From the Richmond Dispatch, 5/19/1863, p. 1, c. 5

Attempts to Get Out of Prison. – One day last week a portion of the prisoners confined in the northeast wing of Castle Thunder cut a hole through the floor of the room in which they were, and let themselves down into a room filled with tobacco fixtures. Here they set to work and dug through a chimney, and then commenced a tunnel under the alley in rear of the old U. S. Hotel. This alley is about 15 feet wide, and the parties worked eight feet under ground, but they were so assiduous in their endeavors that they had gotten across the alley and in an adjacent lot, (still under ground,) when the whole play was discovered by a fellow prisoner, and the scheme nipped in the bud. It took about three weeks to dig through the alley.

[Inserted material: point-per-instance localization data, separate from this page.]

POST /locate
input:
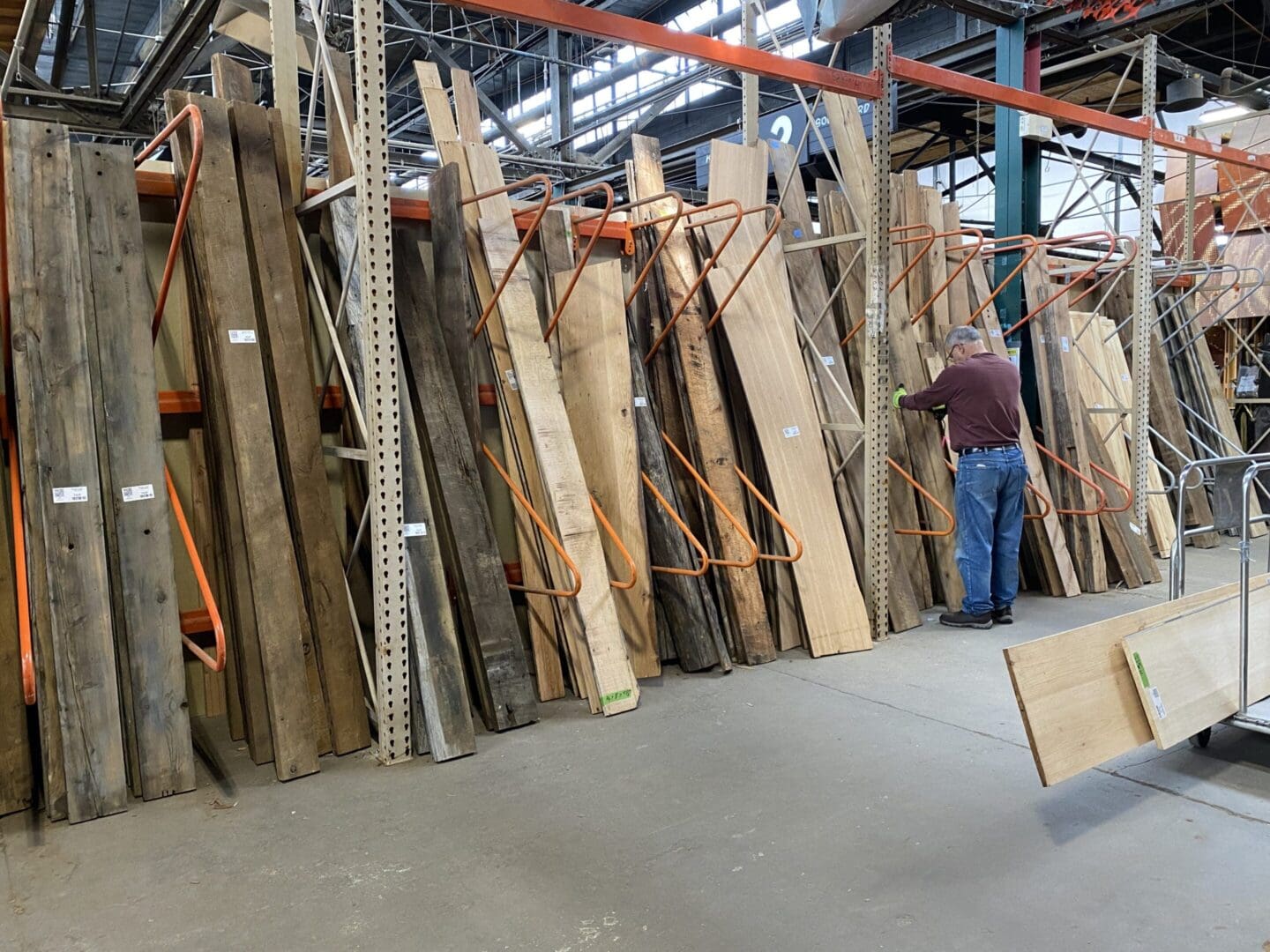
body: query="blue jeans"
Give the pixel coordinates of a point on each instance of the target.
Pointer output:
(990, 524)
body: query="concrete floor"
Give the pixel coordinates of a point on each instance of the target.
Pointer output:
(877, 801)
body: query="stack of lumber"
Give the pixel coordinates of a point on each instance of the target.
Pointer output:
(295, 684)
(112, 715)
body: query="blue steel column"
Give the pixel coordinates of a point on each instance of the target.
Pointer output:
(1018, 176)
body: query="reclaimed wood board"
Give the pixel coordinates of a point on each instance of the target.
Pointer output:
(1185, 669)
(827, 369)
(54, 398)
(768, 360)
(17, 779)
(553, 444)
(231, 346)
(596, 383)
(704, 409)
(135, 502)
(1064, 424)
(464, 527)
(1076, 691)
(295, 414)
(433, 632)
(553, 648)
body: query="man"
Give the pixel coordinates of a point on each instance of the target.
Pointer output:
(979, 392)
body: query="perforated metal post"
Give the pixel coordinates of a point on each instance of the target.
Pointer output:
(1189, 224)
(1145, 301)
(877, 344)
(383, 414)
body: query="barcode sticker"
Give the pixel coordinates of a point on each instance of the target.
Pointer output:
(70, 494)
(133, 494)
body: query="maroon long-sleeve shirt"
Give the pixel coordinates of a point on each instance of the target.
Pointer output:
(982, 398)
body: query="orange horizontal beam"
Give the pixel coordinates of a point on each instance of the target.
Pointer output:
(1140, 129)
(652, 36)
(188, 401)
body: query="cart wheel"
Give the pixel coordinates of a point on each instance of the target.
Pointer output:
(1200, 740)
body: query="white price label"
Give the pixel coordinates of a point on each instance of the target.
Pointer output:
(133, 494)
(70, 494)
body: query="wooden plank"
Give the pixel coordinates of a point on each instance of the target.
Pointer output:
(710, 432)
(17, 778)
(553, 443)
(782, 409)
(1076, 692)
(1186, 669)
(295, 414)
(1044, 536)
(433, 632)
(286, 89)
(231, 79)
(832, 383)
(132, 467)
(461, 516)
(1064, 426)
(52, 390)
(596, 383)
(537, 569)
(215, 213)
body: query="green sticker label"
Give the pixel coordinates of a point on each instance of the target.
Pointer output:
(1142, 672)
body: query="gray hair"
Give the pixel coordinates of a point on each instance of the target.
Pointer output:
(961, 335)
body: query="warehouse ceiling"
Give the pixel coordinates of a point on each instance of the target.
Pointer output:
(107, 69)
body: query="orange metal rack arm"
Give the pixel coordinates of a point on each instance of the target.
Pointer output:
(546, 533)
(1084, 479)
(929, 498)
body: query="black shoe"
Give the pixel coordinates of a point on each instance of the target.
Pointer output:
(960, 620)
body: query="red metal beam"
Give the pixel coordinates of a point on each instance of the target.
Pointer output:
(652, 36)
(949, 81)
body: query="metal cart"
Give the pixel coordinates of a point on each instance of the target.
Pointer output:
(1231, 480)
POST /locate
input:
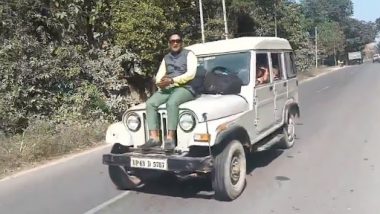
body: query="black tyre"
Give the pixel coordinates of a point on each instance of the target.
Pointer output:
(228, 176)
(289, 131)
(120, 176)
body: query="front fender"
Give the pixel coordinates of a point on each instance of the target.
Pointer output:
(118, 133)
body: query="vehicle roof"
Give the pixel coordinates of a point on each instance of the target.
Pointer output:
(240, 44)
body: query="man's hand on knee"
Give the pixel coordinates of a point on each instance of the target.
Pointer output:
(165, 82)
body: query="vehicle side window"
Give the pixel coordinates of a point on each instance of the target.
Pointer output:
(262, 69)
(290, 65)
(277, 66)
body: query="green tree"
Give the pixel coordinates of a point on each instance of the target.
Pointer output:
(331, 39)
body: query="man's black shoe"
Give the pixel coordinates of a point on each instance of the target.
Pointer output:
(169, 145)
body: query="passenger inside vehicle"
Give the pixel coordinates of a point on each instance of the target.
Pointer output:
(262, 69)
(262, 74)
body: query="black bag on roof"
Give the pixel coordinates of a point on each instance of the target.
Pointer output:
(221, 81)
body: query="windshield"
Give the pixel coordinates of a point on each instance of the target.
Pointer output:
(238, 63)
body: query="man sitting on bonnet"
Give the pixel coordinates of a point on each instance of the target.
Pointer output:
(176, 71)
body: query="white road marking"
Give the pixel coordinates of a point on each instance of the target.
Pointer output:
(55, 162)
(107, 203)
(320, 90)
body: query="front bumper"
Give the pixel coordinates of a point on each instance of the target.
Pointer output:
(174, 163)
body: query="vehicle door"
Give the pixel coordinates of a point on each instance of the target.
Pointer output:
(291, 75)
(280, 84)
(263, 96)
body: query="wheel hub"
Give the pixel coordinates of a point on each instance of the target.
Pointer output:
(235, 169)
(291, 129)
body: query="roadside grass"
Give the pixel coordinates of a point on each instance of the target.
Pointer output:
(315, 72)
(43, 141)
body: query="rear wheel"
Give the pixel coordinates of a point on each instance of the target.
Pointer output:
(228, 176)
(289, 131)
(120, 176)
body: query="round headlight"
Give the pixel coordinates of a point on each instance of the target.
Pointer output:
(187, 122)
(133, 122)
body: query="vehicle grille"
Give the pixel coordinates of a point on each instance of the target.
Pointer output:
(162, 118)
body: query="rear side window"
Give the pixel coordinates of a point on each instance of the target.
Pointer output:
(277, 66)
(290, 65)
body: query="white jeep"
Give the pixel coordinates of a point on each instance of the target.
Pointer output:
(215, 132)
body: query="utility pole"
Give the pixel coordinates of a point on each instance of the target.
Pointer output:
(275, 19)
(316, 47)
(225, 19)
(275, 23)
(202, 25)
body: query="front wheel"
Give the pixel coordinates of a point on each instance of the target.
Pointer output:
(120, 176)
(228, 176)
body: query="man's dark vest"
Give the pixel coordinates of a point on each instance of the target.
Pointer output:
(176, 65)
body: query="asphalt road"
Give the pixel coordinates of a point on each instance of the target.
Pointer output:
(333, 168)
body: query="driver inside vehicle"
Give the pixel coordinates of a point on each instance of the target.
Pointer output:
(262, 74)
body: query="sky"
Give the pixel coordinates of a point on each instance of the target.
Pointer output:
(367, 10)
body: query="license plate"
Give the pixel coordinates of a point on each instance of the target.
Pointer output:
(148, 163)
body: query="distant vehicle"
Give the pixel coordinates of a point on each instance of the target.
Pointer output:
(216, 130)
(355, 58)
(376, 58)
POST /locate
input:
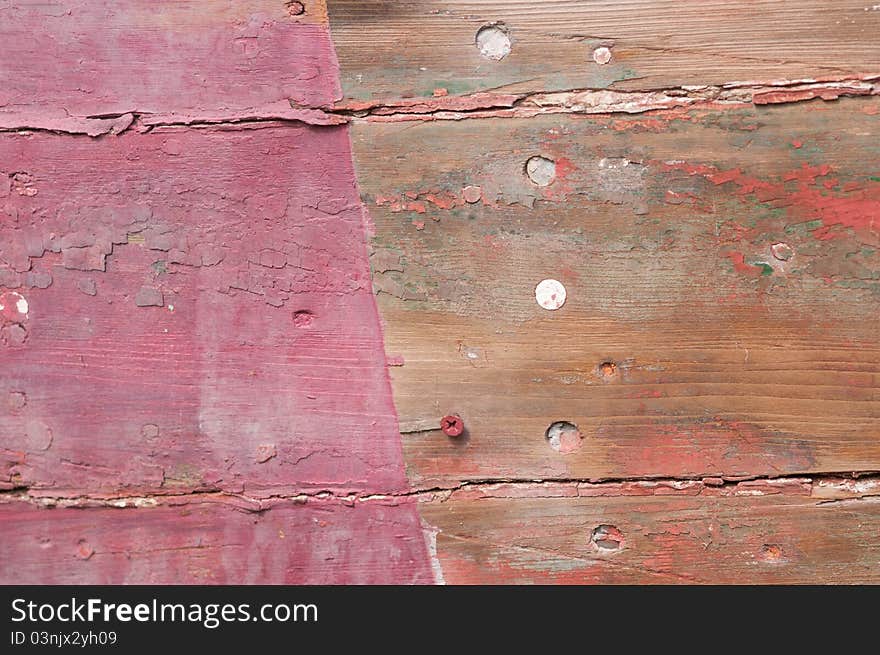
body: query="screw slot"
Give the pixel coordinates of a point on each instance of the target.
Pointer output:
(452, 425)
(564, 437)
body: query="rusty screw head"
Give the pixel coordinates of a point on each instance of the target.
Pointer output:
(452, 425)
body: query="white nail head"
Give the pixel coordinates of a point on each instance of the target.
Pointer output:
(550, 294)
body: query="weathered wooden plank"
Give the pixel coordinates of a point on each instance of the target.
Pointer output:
(67, 61)
(664, 534)
(187, 301)
(211, 542)
(721, 260)
(421, 48)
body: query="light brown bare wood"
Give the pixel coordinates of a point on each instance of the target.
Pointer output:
(389, 50)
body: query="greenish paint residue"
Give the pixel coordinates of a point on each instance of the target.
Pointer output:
(808, 226)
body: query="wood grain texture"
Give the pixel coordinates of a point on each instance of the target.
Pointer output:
(176, 306)
(727, 360)
(391, 50)
(694, 536)
(68, 61)
(189, 294)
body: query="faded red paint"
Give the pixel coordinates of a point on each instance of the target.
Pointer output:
(200, 315)
(715, 447)
(64, 62)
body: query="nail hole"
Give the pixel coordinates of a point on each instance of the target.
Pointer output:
(550, 294)
(602, 55)
(772, 553)
(564, 437)
(607, 370)
(607, 538)
(493, 41)
(452, 425)
(541, 170)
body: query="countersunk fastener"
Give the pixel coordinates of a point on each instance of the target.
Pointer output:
(452, 425)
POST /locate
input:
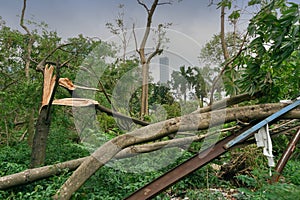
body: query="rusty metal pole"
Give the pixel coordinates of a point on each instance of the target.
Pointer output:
(152, 189)
(286, 156)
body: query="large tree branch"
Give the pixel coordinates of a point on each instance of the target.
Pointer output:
(197, 121)
(40, 66)
(30, 41)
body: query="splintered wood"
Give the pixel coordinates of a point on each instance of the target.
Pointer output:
(77, 102)
(49, 83)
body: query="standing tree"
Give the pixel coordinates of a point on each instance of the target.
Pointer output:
(144, 59)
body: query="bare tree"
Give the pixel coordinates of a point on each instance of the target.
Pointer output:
(144, 59)
(194, 121)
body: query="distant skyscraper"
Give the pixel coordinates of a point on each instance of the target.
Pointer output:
(164, 69)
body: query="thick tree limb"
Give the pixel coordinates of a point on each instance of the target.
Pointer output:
(227, 102)
(31, 175)
(155, 131)
(81, 102)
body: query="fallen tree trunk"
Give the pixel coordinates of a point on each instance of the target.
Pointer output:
(31, 175)
(195, 121)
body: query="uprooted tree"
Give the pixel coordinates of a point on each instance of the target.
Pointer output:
(267, 75)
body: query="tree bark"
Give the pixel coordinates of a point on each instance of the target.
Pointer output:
(144, 60)
(196, 121)
(38, 153)
(31, 175)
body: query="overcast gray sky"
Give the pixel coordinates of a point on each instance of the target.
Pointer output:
(194, 22)
(72, 17)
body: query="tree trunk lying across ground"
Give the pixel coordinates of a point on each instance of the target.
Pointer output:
(195, 121)
(31, 175)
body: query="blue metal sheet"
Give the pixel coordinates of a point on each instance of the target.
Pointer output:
(256, 127)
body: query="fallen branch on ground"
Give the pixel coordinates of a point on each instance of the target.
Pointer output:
(195, 121)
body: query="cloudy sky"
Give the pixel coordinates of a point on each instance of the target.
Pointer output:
(194, 22)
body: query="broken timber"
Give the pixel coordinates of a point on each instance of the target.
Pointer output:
(202, 158)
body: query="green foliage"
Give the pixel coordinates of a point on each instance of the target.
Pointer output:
(270, 63)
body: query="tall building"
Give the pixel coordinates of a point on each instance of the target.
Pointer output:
(163, 69)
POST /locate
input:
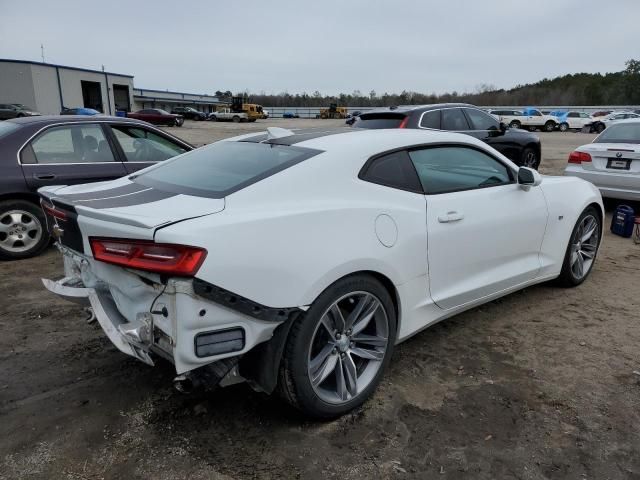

On Friday night, at the same prison, some men confined in the southeastern section of the building, cut through the floor of the citizens’ room, and, letting themselves down into a room containing soldiers undergoing sentence of court-martial, they cut nearly through the wall adjoining the castle garden. They proposed to escape that night by pushing the few remaining bricks aside and getting into the garden. The plan was frustrated by a timely discovery. On Sunday night a number of the desperadoes confined in cell No. 11, at the city jail, broke through the north to the south side and into the jail yard. They were heard by watchman Hall and Deputy Sergeant Sadler, after they had commenced removing bricks from the outer wall, near the gate, and fired on, when they rapidly retreated to their cells.